Ao descer a Rua dos Clérigos parou na montra de uma loja de modas. “A Noiva”, se chamava a casa. E o Alípio admirava o triste manequim vestido de noiva com um ar melancólico que há anos naquela montra esperava que alguém a levasse à Igreja. O Alípio pensava para si que nunca levaria noiva ao altar... celibatário impenitente como se considerava. Mas nisto, ao lado dele, parou também a ver a montra uma elegante senhora. O Alípio reparou nela. Oh! Céus, que maravilha! que perfeição de criatura! Que porte, que distinção, que serenidade, que silhueta... O Alípio esqueceu-se de tudo. A sua vocação de conquistador veio ao de cima. Todo ele se per- turbou. Instintivamente pigarreou para chamar a atenção da beldade. Endireitou o nó da gravata, ajustou o casaco. A elegante senhora continuou a descer a rua, em direcção à Praça, e o Alípio lançou-se na perseguição só com um pensamento a dominar-lhe o cérebro: - À conquista, à conquista...

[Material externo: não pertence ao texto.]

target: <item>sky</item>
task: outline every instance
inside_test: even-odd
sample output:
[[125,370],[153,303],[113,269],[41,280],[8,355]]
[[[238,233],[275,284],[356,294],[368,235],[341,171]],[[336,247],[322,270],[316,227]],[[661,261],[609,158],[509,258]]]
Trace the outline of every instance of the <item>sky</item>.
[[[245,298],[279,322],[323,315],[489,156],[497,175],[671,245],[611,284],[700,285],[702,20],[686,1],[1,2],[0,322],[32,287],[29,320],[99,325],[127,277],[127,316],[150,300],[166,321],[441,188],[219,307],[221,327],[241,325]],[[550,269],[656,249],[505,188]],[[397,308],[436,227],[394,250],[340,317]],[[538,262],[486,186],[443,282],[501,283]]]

A formosa dama foi tomar chá à Ateneia. As casas elegantes de chá eram o campo ideal de manobra do nosso conquistador.
O Alípio sentou-se a uma mesa de onde dominava bem a sua conquista. Castigava-a com o olhar, aquele irresistível olhar profundo, muito estudado, que já lhe tinha dado tantos sucessos. Mas ela, discreta, fingia que não reparava na corte. Depois do lanche, saiu da pastelaria e o Alípio foi-lhe na esteira. Atravessou a Praça e dirigiu-se à Estação de S. Bento. - Iria meter-se no comboio, pensou intrigado. E é que ia mesmo para o comboio. Assim que entrou na estação dirigiu-se para as bilheteiras e comprou um bilhete de primeira classe para Miramar, uma aprazível praia a quinze quilómetros do Porto. O Alípio que a seguia de perto viu para onde ela ia, rebuscou umas moedas na algibeira do casaco e comprou também um bilhete de primeira para Miramar.
A viagem foi rápida e na carruagem continuou a corte, embora prejudicada pela presença de outros passageiros. No entanto, ainda teve oportunidade para fazer a gentileza de fechar a janela, tentando meter conversa a propósito do tempo que se apresentava ventoso. Mas ela correspondeu com um breve e frio sorriso de agradecimento e não deu saída.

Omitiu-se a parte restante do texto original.